PM 63 miałem na wyposażeniu w wojsku w latach 1985-87. Służyłem jako mechanik od MiGa 21.Lubiliśmy tą broń, bo była bardzo lekka i nie przeszkadzała w pracy jak kałasznikow. O wypadku odstrzelenia kciuka nie słyszałem, natomiast kolega przestrzelił sobie dłoń w czasie przeładowywania. Innemu zamek podbił oko. Ale jak na dwa lata służby, to niewiele. Nie była to broń idiotoodporna, z przeznaczeniem dla służb o pewnym wykształceniu technicznym. Cieszę się że nie jest zapomniana. Pozdrawiam wszystkich.
Przestrzelił dłoń? Pewnie chciał łyżkę oprzeć o dłoń by przeładować i nie dociągnąwszy do końca zamka wystrzelił jeden nabój. Podobnież było mówione, że można "Raka" przeładować jedną ręką, opierając o COŚ TWARDEGO, ale widocznie nie mówiono, że MUSI to być twarda powierzchnia i mocne pchnięcie, bo inaczej grozi pojedynczym wystrzałem. A w przypadku dłoni, sprawa jest auć! boleśnie oczywista. Czyli pojawiała się konieczność odpowiedniego wprowadzenia w BHP tej broni (włącznie z drastycznymi przykładami). Ciekawe, że Chińczycy w lata 80. wzięli tę PM-kę na stan i zrobili trochę modyfikacji, w tych problematycznych miejscach.

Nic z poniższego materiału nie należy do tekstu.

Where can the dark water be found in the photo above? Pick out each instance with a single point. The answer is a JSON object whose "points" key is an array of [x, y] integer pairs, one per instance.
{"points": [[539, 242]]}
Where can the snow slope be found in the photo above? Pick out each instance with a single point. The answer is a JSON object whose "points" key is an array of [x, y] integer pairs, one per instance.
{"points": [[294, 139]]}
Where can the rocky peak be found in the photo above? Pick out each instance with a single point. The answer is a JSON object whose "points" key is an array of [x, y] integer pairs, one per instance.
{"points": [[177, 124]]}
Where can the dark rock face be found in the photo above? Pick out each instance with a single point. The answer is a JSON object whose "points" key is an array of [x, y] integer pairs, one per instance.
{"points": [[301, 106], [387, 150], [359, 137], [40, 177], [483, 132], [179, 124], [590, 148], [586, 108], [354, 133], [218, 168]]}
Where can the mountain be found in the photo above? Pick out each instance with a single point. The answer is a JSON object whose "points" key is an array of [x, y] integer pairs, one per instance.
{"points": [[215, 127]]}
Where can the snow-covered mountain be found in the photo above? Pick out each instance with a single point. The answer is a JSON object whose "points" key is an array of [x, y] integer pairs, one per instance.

Broń to przede wszystkim narzędzie, bardzo specyficzne i o bardzo konkretnym zastosowaniu ale dalej to tylko narzędzie i należy je dostosować by dobrze pełniło swoją role. A tak poza tym Tacticool Rak wygląda zjebiście. Może ta dostawka z plastiku trochę nie pasuje wizualnie, ale funkcje pełni zajebiście. Teraz tylko walnąć jakiś tacticool kamuflaż na to i będzie git
Super odcinek! I super przeróbka. W pełni się z Tobą zgadzam, gdyby Winiewczyc mógł dopracować ten PM mogło by z tego wyjść coś naprawdę dobrego! Żeby zakończyć tą "RAKOWĄ" epopeję powinieneś zrobić jeszcze odcinek o Chińskim RAKu i jego modyfikacjach. Pozdrawiam.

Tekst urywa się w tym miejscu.